Flora war nun schon eine ganze Weile bei den Vestalinnen. Anfangs hatte sie noch häufig geweint und sich nach ihrer Mutter und dem Vater gesehnt. Die Nachricht, dass die beiden aufs Land gezogen waren und sie allein gelassen hatten, war ein herber Rückschlag gewesen. Aber inzwischen waren die rebellischen oder verheulten Phasen seltener geworden und sie hatte sich an den Tagesablauf im Atrium Vestae einigermaßen gewöhnt.
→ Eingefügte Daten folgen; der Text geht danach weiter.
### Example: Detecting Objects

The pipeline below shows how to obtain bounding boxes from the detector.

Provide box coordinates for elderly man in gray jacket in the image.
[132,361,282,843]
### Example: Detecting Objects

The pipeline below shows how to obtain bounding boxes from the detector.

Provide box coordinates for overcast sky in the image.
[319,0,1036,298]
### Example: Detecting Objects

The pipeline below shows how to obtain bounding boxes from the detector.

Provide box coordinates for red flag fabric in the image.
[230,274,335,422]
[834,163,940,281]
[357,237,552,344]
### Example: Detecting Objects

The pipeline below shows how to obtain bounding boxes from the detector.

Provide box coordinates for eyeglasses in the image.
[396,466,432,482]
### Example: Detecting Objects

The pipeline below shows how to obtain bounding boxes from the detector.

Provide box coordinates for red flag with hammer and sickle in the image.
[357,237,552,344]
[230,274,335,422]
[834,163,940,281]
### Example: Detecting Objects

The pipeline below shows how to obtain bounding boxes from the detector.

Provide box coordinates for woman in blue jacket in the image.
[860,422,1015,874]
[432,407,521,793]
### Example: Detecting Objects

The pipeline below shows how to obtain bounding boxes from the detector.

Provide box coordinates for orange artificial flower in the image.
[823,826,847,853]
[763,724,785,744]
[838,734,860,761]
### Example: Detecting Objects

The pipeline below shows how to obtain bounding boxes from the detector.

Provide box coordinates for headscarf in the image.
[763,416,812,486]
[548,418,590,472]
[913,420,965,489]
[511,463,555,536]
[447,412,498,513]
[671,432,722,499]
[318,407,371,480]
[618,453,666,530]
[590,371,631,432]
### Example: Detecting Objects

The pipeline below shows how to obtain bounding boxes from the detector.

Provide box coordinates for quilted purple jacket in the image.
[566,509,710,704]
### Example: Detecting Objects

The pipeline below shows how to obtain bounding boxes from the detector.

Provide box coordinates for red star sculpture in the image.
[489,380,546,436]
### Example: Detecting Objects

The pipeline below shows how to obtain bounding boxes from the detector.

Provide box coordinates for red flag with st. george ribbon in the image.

Sie verstand bei den meisten Dingen zwar immer noch nicht, warum die SO gemacht wurden und nicht anders, aber inzwischen akzeptierte sie, dass man das halt einfach so machte. Meistens war das in Variationen ohnehin die Antwort: Die Vestalinnen machten Dinge eben einfach anders als der Rest. Manchmal glaubte Flora da schon, dass Vesta schon eine sehr seltsame Göttin sein musste, wenn sie so komisches Zeug verlangte.
Gut, manches war auch ziemlich lustig. Flora hatte sich sehr anstrengen müssen, bei den Argei möglichst würdevoll zu bleiben, als sie Strohpuppen in den Tiber geworfen hatten. Aber das war ja auch einfach spaßig gewesen! Sie hatte zwar auch da nicht verstanden, warum man das so machte, aber es hatte wenigstens Spaß gemacht. Gut, ohne das ganze Brimborium drum herum wäre es noch lustiger gewesen. Aber es war zumindest mal was anderes als Feuer hüten und Wasser holen.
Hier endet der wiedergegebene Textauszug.